Regional/Node UDP ranges to alleviate IPv4 limits

I had a potentially weird networking idea and wondered how possible it would be for Fly to implement. Would it be possible to make it so we could specify UDP port ranges that specifically route to individual regions (or better yet, specific nodes)? This might be a way to save on the need for multiple IPv4 addresses when using regional routing on things like LiveKit.

On LiveKit, I can already tell a node to limit the range of UDP ports used by a specific node. However, the Fly UDP implementation is still pretty rudimentary (list one UDP port and all UDP ports are routed with no remapping). I’m not sure if it’s feasible, but I’m thinking something along the lines of:

[[services.ports]]
regions = ["sea"]
protocol = "udp"
port_start = 10000
port_end = 19999

[[services.ports]]
regions = ["ord"]
protocol = "udp"
port_start = 20000
port_end = 29999

[[services.ports]]
regions = ["fra"]
protocol = "udp"
port_start = 30000
port_end = 39999

I’m not sure this would work out of the box with LiveKit, but I think it might as long as the individual LiveKit nodes matched their port allocations based on region.

This is by no means an elegant or perfect solution, but would certainly be a reasonable holdover until more IPv4 addresses can be allocated to all of the regions or until a better IPv6 based solution can be made.

It’s… possible, but that looks pretty fussy, and I worry that it will tangle up our API and infra for a feature that exactly one framework (LiveKit) will actually use.

Right now, our UDP routing actually ignores ports altogether. It’s happening entirely in-kernel (in BPF code) and bypassing our proxies.

To implement this, we’d have to implement an additional layer of maps (to discriminate on ports), and come up with an allocation scheme for the ports themselves — we can’t do arbitrary loops in BPF code. It might be pretty gross to actually build.

Are there other applications where this would be helpful that we can come up with? I’m open to it, but also giving candid feedback. :slight_smile:

Yeah, that’s fair :slight_smile:

It is probably relevant to other services as well, but I get if that isn’t your target market. Really, it’s anything that has to deal with UDP NAT traversal issues; WebRTC certainly being the prime example.

How does the code handle UDP today? If one UDP port is listed in the config, does it just accept all UDP ports and fire them off to the closest instance with no translation?

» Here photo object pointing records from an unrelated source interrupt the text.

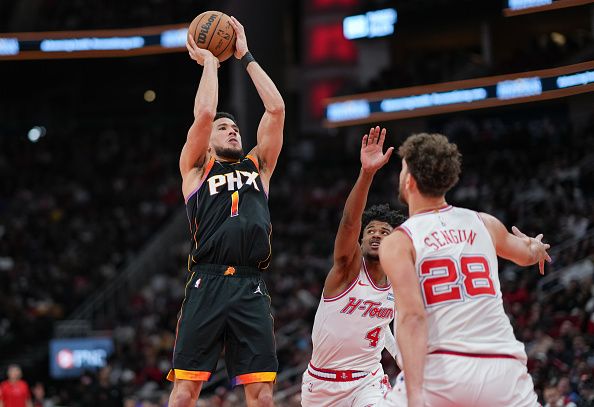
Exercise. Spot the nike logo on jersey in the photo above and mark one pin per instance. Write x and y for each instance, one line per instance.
(371, 309)
(234, 180)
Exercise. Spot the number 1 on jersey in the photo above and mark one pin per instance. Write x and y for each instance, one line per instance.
(373, 336)
(234, 204)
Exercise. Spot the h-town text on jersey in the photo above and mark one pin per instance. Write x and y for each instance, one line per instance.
(370, 309)
(441, 238)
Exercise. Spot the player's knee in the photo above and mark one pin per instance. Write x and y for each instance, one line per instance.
(184, 396)
(265, 399)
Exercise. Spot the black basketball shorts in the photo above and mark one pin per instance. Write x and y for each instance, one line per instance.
(225, 308)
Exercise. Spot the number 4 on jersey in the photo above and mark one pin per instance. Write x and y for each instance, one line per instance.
(373, 336)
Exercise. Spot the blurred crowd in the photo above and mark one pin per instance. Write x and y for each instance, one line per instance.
(67, 228)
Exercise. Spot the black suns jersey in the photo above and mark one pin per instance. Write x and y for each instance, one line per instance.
(229, 216)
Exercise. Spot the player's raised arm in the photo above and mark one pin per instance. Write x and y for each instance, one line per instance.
(517, 247)
(194, 152)
(347, 251)
(397, 257)
(270, 129)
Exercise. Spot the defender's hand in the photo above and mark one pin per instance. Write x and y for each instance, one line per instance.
(241, 41)
(372, 156)
(537, 248)
(198, 54)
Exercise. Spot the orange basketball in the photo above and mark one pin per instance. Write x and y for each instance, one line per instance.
(212, 30)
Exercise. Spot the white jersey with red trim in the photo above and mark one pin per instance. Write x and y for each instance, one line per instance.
(457, 268)
(349, 329)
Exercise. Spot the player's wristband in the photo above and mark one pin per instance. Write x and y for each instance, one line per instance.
(246, 59)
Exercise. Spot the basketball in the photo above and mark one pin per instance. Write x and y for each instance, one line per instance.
(212, 30)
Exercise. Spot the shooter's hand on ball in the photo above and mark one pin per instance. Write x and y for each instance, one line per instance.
(202, 56)
(241, 41)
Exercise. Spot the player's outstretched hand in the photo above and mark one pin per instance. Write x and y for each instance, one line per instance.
(198, 54)
(241, 41)
(537, 248)
(372, 155)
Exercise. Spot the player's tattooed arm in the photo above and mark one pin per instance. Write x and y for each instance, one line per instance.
(347, 251)
(195, 151)
(270, 129)
(517, 247)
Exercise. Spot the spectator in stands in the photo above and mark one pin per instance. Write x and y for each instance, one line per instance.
(14, 392)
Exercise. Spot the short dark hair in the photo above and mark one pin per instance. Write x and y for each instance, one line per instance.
(226, 115)
(382, 213)
(433, 161)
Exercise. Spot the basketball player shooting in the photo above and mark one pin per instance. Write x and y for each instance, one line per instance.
(351, 326)
(226, 302)
(457, 344)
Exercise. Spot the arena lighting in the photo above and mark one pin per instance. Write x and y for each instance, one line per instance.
(150, 96)
(9, 46)
(577, 79)
(522, 4)
(174, 38)
(522, 7)
(379, 23)
(461, 95)
(36, 133)
(91, 44)
(97, 43)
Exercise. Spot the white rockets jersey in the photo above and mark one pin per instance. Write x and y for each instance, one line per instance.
(457, 268)
(349, 329)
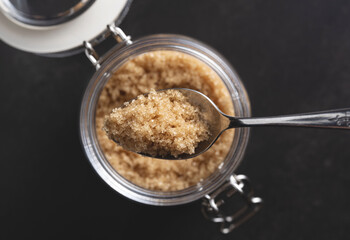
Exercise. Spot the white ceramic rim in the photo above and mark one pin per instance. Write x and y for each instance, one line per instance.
(59, 38)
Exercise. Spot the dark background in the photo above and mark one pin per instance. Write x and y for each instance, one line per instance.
(292, 55)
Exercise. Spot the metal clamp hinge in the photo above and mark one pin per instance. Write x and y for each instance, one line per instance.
(117, 33)
(212, 205)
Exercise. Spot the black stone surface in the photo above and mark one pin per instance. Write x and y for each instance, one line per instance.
(292, 55)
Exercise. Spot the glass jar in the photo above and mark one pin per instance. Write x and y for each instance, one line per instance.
(47, 36)
(118, 57)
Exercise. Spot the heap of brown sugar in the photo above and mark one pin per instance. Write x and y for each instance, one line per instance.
(158, 124)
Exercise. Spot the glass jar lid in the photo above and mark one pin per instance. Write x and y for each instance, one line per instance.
(47, 13)
(57, 28)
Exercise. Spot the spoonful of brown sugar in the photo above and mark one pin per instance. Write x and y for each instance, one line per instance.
(182, 123)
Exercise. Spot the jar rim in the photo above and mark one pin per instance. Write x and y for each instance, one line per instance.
(203, 53)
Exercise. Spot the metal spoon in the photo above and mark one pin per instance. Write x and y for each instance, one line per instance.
(219, 122)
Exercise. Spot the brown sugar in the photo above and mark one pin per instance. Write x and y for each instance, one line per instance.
(158, 124)
(161, 70)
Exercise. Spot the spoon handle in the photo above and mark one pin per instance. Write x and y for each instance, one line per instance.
(339, 119)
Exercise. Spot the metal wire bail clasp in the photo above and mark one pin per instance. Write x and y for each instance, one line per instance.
(213, 204)
(118, 34)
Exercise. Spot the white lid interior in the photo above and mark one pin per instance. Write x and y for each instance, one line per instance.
(62, 37)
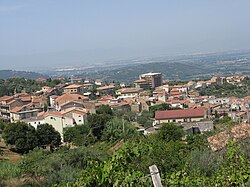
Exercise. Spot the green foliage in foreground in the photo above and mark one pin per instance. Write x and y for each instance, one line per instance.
(24, 137)
(181, 163)
(9, 170)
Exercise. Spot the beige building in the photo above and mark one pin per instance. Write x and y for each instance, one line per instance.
(153, 79)
(178, 116)
(128, 92)
(73, 89)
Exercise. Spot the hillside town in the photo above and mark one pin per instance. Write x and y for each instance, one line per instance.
(70, 102)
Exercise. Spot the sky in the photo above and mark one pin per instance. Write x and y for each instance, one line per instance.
(40, 34)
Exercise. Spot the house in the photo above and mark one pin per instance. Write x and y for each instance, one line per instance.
(7, 103)
(71, 104)
(153, 79)
(78, 114)
(186, 115)
(73, 89)
(99, 82)
(68, 100)
(22, 112)
(105, 90)
(128, 92)
(87, 86)
(46, 89)
(56, 119)
(41, 80)
(76, 80)
(52, 100)
(141, 83)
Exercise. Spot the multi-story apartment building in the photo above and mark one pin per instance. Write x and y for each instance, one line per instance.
(153, 79)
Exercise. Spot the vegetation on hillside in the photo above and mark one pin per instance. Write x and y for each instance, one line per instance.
(12, 85)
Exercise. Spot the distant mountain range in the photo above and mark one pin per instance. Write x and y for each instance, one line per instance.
(178, 68)
(5, 74)
(185, 67)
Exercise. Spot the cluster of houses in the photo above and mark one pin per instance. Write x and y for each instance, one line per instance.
(79, 98)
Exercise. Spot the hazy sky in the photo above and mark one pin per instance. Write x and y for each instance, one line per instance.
(49, 33)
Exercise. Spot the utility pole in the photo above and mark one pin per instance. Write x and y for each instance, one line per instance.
(123, 127)
(154, 172)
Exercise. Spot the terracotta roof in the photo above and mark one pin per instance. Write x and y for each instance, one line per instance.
(237, 132)
(54, 96)
(83, 110)
(17, 109)
(140, 81)
(46, 87)
(71, 102)
(41, 79)
(70, 97)
(12, 101)
(178, 114)
(89, 84)
(72, 86)
(53, 113)
(129, 90)
(105, 98)
(25, 98)
(105, 88)
(5, 98)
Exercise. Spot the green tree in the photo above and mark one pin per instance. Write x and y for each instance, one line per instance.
(104, 109)
(48, 136)
(170, 131)
(21, 135)
(97, 123)
(79, 135)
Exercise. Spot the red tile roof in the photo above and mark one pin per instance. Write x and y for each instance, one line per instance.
(73, 86)
(140, 81)
(17, 109)
(178, 114)
(105, 88)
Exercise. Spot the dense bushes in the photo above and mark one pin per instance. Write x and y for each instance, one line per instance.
(24, 137)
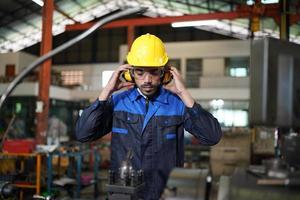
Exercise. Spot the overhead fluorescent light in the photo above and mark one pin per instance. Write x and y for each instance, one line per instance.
(194, 23)
(39, 2)
(250, 2)
(269, 1)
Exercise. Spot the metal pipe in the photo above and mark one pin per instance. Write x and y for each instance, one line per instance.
(62, 47)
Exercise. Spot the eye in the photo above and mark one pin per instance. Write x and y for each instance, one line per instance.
(139, 72)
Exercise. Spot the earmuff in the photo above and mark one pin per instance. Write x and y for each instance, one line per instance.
(167, 77)
(127, 76)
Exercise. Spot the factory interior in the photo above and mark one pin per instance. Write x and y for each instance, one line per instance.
(238, 60)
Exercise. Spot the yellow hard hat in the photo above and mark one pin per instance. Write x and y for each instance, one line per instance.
(147, 51)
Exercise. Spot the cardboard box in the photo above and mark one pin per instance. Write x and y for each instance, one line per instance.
(19, 146)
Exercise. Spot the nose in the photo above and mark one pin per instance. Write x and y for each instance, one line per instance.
(148, 77)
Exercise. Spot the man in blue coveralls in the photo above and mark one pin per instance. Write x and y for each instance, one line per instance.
(149, 116)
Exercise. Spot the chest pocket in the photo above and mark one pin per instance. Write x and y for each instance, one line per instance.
(168, 129)
(124, 123)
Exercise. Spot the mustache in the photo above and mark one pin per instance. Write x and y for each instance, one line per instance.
(147, 85)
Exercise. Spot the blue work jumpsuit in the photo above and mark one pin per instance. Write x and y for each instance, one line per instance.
(155, 134)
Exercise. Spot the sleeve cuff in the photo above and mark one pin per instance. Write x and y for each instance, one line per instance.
(195, 110)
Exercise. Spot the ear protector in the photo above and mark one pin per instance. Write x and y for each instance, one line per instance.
(166, 78)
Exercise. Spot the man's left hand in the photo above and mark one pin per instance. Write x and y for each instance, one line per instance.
(177, 86)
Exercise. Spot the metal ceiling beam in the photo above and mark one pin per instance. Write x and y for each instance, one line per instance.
(64, 14)
(242, 11)
(144, 21)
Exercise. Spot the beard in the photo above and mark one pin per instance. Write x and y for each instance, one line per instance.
(149, 89)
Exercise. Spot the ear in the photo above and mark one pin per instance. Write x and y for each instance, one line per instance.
(127, 76)
(167, 78)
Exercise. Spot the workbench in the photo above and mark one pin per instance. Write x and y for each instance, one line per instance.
(78, 156)
(23, 157)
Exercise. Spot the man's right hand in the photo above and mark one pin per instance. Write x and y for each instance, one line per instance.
(115, 83)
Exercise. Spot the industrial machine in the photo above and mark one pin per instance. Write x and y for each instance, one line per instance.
(7, 190)
(126, 183)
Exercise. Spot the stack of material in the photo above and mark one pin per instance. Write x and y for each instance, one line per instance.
(234, 150)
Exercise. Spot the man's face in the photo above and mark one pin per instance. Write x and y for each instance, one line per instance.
(147, 79)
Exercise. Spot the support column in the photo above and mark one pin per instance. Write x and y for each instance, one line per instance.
(130, 36)
(284, 20)
(44, 73)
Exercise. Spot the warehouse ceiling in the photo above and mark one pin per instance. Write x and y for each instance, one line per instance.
(21, 20)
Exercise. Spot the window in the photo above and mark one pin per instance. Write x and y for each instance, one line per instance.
(72, 77)
(228, 118)
(228, 112)
(175, 63)
(193, 72)
(237, 66)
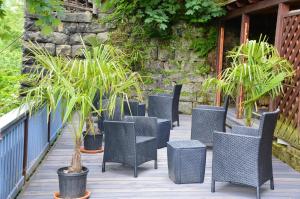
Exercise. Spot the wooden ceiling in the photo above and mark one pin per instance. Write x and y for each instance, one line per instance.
(236, 4)
(236, 8)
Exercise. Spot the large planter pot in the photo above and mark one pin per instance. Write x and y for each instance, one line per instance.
(72, 185)
(92, 142)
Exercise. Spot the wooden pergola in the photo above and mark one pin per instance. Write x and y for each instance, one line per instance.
(286, 24)
(244, 9)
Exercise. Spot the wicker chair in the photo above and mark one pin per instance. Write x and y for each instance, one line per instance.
(131, 142)
(165, 106)
(134, 108)
(206, 120)
(245, 155)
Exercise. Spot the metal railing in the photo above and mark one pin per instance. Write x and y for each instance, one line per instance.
(24, 141)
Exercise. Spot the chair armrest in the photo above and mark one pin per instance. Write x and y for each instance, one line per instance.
(243, 130)
(208, 107)
(144, 126)
(235, 142)
(160, 106)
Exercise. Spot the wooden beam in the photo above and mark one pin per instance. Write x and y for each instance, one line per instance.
(283, 10)
(255, 7)
(220, 53)
(243, 39)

As an alternative to manually specifying ranges, is there any way it could act more like a stateful firewall? i.e., when an outbound connection occurs from a node, it could 1:1 map that port to the specific instance? I’m not sure how this would work for other types of UDP services, but since WebRTC will initiate an outbound connection for STUN it would let you identify the specific node expecting to receive data on that port and route to it instead of only to the closest node.

Again, I get if this doesn’t fit priorities right now. I was just recently brushing up on the details of NAT traversal from How NAT traversal works · Tailscale and it got me thinking of possible solutions to limited IPv4 space and how to reach specific nodes when behind a regional node balancer like the ones you provide.

Are there other applications where this would be helpful that we can come up with? I’m open to it…

It is useful in cases like letting clients choose server regions.

For ex, some of the clients may want to stick with servers only in EU, or only in California, or only in India. This UDP range trick to pin clients to regions works for those usecases, in particular. Another alternative is to deploy region-specific fly-app per-region…

I’ve mentioned on the forums elsewhere, but I’d also appreciate some form of UDP pinning, that is, connections from the same client ip-port ending up at the same server as packets that arrived before (think connection oriented protocols over UDP, like QUIC, or ones tunneling TCP, like WireGuard).

For both the solutions above, and without having to maintain a map, may be some form of consistent-hashing / rendezvous-hashing client-ip (ignoring the client-port, for now) among VMs in a single region does the trick (but this has other pitfalls like poor load-balancing properties and so could be exposed behind a feature flag)?

So, why don’t I talk a little more specifically about how UDP works here, and if you all can spot easy wins that we could score, I’m totally open to them. It’s been a BPF-y week for me, so I’m up for doing some stuff here.

The annoying thing about UDP protocols are that proxied UDP packets don’t carry source addresses, and all UDP protocols depend on those to send responses. Our UDP forwarding pushes and pops proxy headers onto UDP packets to forward them.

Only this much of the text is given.